Any decent liquor stores should have a good enough selection to get started in the right direction. If you want to pick up the most flavors you have to swish the liquor around in your mouth. Initially you will feel the alcohol burn but then it fades and the flavors set in. Also never breathe in through the mouth because you inhale all the alcohol vapors leading you to taste alcohol instead of the whiskys finish. I think some good whiskys have already been mentioned but I'll I name some others.... Johnny Black and Gold labels, Rip Van Winkle, Glenlivet 15 yr(pairs great with LP9), and Knob Creek to name a few.
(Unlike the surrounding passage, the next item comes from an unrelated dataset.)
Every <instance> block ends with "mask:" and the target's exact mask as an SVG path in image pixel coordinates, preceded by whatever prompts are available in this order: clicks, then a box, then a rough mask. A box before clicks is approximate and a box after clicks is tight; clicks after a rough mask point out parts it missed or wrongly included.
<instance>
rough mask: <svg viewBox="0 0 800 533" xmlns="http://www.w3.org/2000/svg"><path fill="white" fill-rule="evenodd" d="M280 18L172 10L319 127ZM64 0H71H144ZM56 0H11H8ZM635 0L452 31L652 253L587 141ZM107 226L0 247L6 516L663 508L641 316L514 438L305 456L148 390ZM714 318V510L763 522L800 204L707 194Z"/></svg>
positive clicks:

Some may disagree with me but.... There's nothing wrong with adding a splash of coke, just a splash and no more, if it makes the whisky more palatable. As long as your just adding a tiny bit you'll still get plenty of flavor of the whisky. You should also try some good sipping rums like Ron Zacapa. They are much smoother. I will mention this, most alcohol is like CC's. Generally harsh fresh and a lot better with age.


----------



## HIM (Sep 12, 2012)

I kind of mentioned it but I'd like to add... IMO highland scotch is smoother than bourbon or lowland scotch. Bourbon tends to be pretty oaky and lowland scotch is more earthy and peaty. You'll also often find more complexity in blended spirits as opposed to a single malt. All that being said, I still think sipping rum is a better way to start.


----------